DEBUG/INFO/WARNING/ERROR

Which sections does my workflow use?#

Each workflow reads only a subset of the sections below. Use this as a jump-off point to the pages that matter for your run (every workflow also reads paths, hardware, nipype, and output, which are omitted here for brevity):

Workflow

Scope

Config sections consumed

hcp

patient

tractography, hcp, transforms, qc

mrtrix3

patient

tractography, hcp, qc

tract_synthseg

patient

tractography, hcp, synthseg, transforms, qc

full_pipeline

patient

preprocessing, preprocess, registration, tractography, transforms, tract_similarity, atlas, qc

preprocess

patient

preprocessing, preprocess, registration, segmentation, synthseg

synthseg

patient

synthseg

registration

patient

registration, hcp

transform

patient

transforms, registration

atlas_to_patient

patient

transforms, registration

tract_similarity

patient

tract_similarity, atlas, qc

qc

patient

qc, tractography, atlas

minimal

patient

(common sections only)

atlas

cohort

atlas, atlas_qc

learned_atlas

cohort

learned_atlas, atlas

tract_similarity_cohort

cohort

tract_similarity, qc

tract_similarity_hcp_loo

cohort

tract_similarity, atlas

tract_similarity_sweep

cohort

tract_similarity, tract_similarity_sweep

All 17 registered workflows are listed.
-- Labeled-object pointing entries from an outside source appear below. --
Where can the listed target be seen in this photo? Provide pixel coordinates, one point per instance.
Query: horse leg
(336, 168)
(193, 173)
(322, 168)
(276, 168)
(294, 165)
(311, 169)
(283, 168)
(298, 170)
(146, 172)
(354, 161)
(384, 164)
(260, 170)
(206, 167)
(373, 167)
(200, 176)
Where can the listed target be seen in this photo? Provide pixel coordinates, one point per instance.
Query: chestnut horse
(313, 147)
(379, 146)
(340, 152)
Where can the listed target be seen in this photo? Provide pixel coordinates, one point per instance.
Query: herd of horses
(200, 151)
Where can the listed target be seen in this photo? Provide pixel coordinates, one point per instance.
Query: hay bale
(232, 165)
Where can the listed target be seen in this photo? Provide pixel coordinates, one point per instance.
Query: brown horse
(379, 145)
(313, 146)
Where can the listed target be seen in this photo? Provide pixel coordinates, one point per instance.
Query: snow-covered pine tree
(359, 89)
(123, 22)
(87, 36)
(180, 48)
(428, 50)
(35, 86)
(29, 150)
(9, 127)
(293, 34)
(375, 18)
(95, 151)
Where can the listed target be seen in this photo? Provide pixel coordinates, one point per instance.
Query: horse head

The five cohort-scope workflows ignore -p/--patient-id and --all; they operate on the configured output directory.

Per-section reference#

Every top-level section of PipelineConfig has a dedicated reference page. Each lists every field with name, type, default, validator constraints, and a one-line description.

Best practices#

  1. Keep default.yaml minimal. Put workflow-specific knobs in protocol files; put subject quirks in patient files.

  2. Don’t hardcode paths in code. Every path comes through the config.

  3. Use the example files as templates — they document the optional fields that aren’t in the bare defaults.

  4. Validate early. Section-level extra="forbid" rejects typos at load time; trust the model and don’t bypass it.

  5. Comment non-obvious values in YAML — Pydantic descriptions show up in thesis show-config, but comments stay visible in the YAML itself.